Обладатель брюк был глух и поэтому на лице всегда сохранял вежливую конфузливую улыбку, в нужных случаях руку щитком прикладывал к левому уху.
— Ваша очередь, Абрам, — распорядилась Броня громко, как все говорили с ним, — вы, вероятно, не воевали, так вы расскажите что-нибудь вообще...
Взъерошенный воробей поглядел в печь и, сдерживая голос, чтобы не говорить громче, чем надо, стал рассказывать. В конце концов он увлекся и, обращаясь к пламени и к маковой Брониной повязке, рассказывал страстно. Он хотел вложить в рассказ все: и винт метели, и внезапные лошадиные морды, и какой бывает бесформенный страшный страх, когда умираешь, а надежды нет. Говорил в третьем лице про двух часовых караульного полка, говорил, жалостливо поднимая брови, как недострелили одного из них и он пополз прямо, все время на желтый огонь, про бабу-сторожиху, про госпиталь, в котором врач ручался, что часовой ни за что не выживет, и как этот часовой выжил... Абрам левую руку держал в кармане куртки, а правой указывал в печь на огонь, как будто бы там огонь нарисовал ему эту картину. Когда кончил, то посмотрел в печку с ужасом и сказал:
— Вот так...
Все помолчали.
Як снисходительно посмотрел на коричневые штаны и сказал:
— Бывало... Отчего ж... Это бывало на Украине... А это с кем произошло?

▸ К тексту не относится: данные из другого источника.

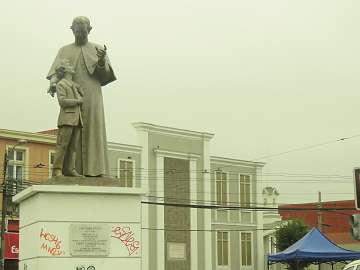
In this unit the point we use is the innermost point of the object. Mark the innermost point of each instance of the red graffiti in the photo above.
(126, 236)
(51, 243)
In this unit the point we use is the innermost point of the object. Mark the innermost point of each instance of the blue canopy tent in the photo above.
(314, 247)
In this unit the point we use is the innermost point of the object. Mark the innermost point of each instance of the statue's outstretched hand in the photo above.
(101, 53)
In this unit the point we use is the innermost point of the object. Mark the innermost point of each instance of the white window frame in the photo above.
(25, 163)
(227, 195)
(247, 267)
(51, 166)
(251, 197)
(223, 267)
(118, 169)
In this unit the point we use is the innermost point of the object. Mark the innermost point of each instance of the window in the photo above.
(246, 254)
(51, 162)
(15, 170)
(126, 172)
(223, 248)
(16, 164)
(221, 187)
(245, 190)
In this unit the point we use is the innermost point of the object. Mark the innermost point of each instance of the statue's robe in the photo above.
(92, 159)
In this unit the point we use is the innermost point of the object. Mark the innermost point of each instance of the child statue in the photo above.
(70, 98)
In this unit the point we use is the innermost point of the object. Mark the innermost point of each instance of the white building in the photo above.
(186, 224)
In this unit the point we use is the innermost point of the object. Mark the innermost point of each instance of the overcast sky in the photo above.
(265, 76)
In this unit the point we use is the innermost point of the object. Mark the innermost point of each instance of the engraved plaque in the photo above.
(176, 251)
(89, 239)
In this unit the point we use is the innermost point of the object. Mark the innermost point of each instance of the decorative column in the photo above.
(207, 198)
(259, 222)
(143, 138)
(160, 233)
(194, 215)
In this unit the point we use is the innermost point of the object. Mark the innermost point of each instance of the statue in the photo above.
(92, 70)
(69, 96)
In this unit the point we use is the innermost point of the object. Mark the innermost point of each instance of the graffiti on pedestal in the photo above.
(50, 243)
(127, 238)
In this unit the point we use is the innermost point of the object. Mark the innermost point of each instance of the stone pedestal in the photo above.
(82, 226)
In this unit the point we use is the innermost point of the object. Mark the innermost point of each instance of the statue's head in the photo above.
(81, 28)
(64, 67)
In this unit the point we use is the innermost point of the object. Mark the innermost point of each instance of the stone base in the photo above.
(81, 224)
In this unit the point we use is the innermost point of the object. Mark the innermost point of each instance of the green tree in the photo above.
(289, 233)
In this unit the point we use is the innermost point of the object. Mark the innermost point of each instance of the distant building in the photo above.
(334, 223)
(216, 227)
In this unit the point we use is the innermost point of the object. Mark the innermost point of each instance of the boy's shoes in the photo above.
(74, 173)
(57, 172)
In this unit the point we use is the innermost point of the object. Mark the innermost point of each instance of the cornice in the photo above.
(141, 126)
(235, 162)
(29, 136)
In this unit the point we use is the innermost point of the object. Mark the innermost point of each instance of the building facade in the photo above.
(198, 210)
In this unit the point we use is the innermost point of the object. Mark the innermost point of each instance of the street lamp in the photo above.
(4, 202)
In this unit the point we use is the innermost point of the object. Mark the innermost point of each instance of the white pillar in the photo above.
(207, 197)
(143, 138)
(259, 223)
(160, 233)
(194, 215)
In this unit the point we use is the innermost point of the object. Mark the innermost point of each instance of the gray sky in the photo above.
(264, 76)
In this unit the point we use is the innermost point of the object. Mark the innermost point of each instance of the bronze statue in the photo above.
(92, 70)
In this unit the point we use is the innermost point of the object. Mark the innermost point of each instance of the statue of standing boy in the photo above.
(69, 95)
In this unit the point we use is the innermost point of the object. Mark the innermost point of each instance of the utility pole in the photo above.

Воробей помолчал и ответил серьезно:
— Это со мной произошло.
Потом помолчал и добавил:
— Ну, я пойду в библиотеку.
И ушел, по своему обыкновению прихрамывая.
Все головы повернулись ему вслед, и все долго смотрели, не отрываясь, на коричневые штаны, пока ноги Абрама не пересекли весь большой зал и не скрылись в дверях.